I was surprised by the two very different responses from the two Republican candidates for Hillsborough County Attorney.
The response from John Coughlin:
Prostitution charges are typically handled in the circuit courts by local law enforcement or local prosecutors. The County Attorney’s office focuses on felony level prosecution. Human trafficking is a crime that must be taken very seriously and given any resources necessary to bring the practice to an end.
The response from Dan Hynes:
I support decriminalization of consensual crimes, which includes sex work (involving parties above the legal age of consent). I do not think these charges regularly go to the County Attorney as they are handled at district court. However, as a broad manner, consensual crimes should not be addressed the same as violent crimes, or crimes with victims.
In his response, John Coughlin says sex trafficking is a serious crime, while Dan Hynes calls prostitution a “consensual crime” and implies that it has no victims.
Listening to my friends, Darlene Pawlik and Jasmine Grace, both survivors of sex trafficking, talk about their experiences and the experiences of other women, I learned that prostitution is not consensual. The women have a pimp who controls them, takes their money, and keeps them under his thumb. These women are beaten down, literally and figuratively.
The ACLU-NH takes the stance that they will save these women by decriminalizing prostitution but that would make their lives no better. We do need to stop prosecuting the women because they are victims, and we need to continue prosecuting the pimps and the men who pay to sexually abuse these women.
The “Nordic Model” describes how to protect women and why we should prosecute those who abuse them. You can learn about it at NordicModelNow.org.
The Nordic Model approach to prostitution (sometimes also known as the Sex Buyer Law, or the Swedish, Abolitionist, or Equality Model) decriminalises all those who are prostituted, provides support services to help them exit, and makes buying people for sex a criminal offence, in order to reduce the demand that drives sex trafficking.

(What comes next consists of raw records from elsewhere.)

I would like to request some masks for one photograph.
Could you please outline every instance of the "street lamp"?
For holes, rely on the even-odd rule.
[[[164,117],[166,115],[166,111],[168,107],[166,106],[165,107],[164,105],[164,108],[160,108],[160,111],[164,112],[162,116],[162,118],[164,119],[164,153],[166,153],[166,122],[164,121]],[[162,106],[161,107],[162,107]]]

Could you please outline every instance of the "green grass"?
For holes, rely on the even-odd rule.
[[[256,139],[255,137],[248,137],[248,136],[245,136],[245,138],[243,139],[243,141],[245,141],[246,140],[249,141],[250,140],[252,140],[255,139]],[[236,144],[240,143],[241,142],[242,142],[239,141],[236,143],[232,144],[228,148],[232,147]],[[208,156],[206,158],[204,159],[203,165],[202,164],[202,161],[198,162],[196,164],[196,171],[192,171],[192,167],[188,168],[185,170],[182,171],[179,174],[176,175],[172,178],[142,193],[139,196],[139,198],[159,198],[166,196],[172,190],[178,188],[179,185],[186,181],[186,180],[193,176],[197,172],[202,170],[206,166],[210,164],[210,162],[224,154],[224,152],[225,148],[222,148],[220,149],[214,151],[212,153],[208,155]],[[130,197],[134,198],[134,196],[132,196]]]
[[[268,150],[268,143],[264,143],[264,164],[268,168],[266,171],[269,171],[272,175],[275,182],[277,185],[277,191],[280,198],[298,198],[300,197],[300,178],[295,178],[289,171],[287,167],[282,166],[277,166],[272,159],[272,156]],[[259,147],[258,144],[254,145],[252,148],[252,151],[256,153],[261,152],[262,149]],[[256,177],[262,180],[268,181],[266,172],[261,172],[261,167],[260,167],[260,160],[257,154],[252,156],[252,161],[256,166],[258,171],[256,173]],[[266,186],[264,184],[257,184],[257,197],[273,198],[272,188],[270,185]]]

They explain in detail why we can’t safely decriminalize the buying of sex.
Prostitution causes damage to those in it and it can never be made safe and its existence makes women’s human right to equality with men a distant pipe dream. Vast sums of money are made from the heinous trade in (mostly) women’s and children’s bodies and this leads inexorably to sex trafficking.
It is time to make it clear that buying human beings for sex is unacceptable and to create criminal sanctions that discourage people from doing it.
I hope that this is an education for the ACLU-NH and Dan Hynes and others that consider prostitution consensual or favor decriminalization.